NAME
Search::FreeText::LexicalAnalysis::Stem - lexicon interface to Lingua::Stem
DESCRIPTION
A filter which uses Lingua::Stem to implement the Porter stemming algorithm. This can then be included in a search system as a part of the indexing and query system.
The filter is wrapped up a bit. This is because Lingua::Stem turns nonwords into absolutely nothing at all. To overcome this, we only stem words, and merge nonwords back in after they have been stemmed.
SYNOPSIS
my $stemmer = new Search::FreeText::LexicalAnalysis::Stem ();
my $words = $lexicaliser->process($oldwords);
METHODS
- $self->initialize();
-
Called when the lexicon system is initialised. This method actually creates and stores the stemmer, and can be overridden if needed.

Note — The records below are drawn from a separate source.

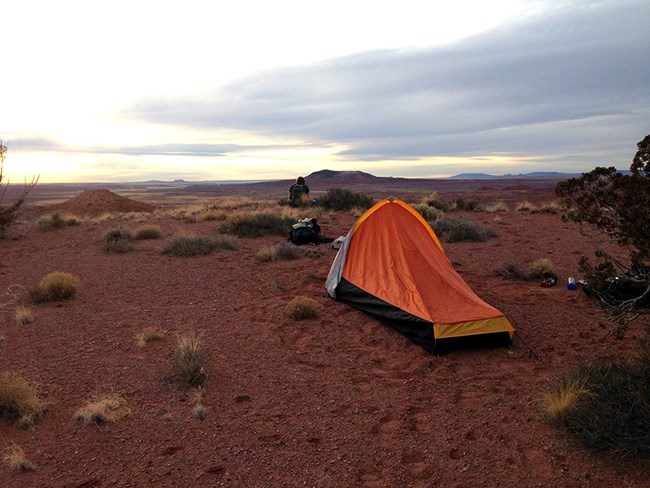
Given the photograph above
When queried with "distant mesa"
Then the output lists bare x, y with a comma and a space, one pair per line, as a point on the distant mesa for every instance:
100, 201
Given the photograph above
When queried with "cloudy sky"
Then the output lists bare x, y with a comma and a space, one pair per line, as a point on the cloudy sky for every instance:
250, 89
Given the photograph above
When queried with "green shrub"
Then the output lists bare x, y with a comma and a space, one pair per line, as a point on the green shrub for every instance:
541, 269
189, 246
604, 404
19, 399
462, 230
256, 225
428, 213
118, 240
302, 308
344, 199
57, 286
147, 231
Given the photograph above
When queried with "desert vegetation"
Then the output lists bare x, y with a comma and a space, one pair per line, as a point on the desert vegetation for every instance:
19, 399
103, 409
190, 245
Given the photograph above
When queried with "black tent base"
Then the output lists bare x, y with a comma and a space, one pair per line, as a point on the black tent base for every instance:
483, 341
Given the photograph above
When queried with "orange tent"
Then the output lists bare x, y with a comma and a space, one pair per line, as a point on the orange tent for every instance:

- $self->process($oldwords);
-
Called to process a reference to an array of words, and returns a reference to an array of stemmed words for further processing. Words that are not stemmable are left in place, which is a slight performance hit as we need to wrap Lingua::Stem, but these are real words for indexing so we mustn't just lose them!
AUTHOR
Stuart Watt <S.N.K.Watt@rgu.ac.uk>
Copyright (c) 2003 The Robert Gordon University. All rights reserved.
This program is free software; you can redistribute it and/or modify it under the same terms as Perl itself.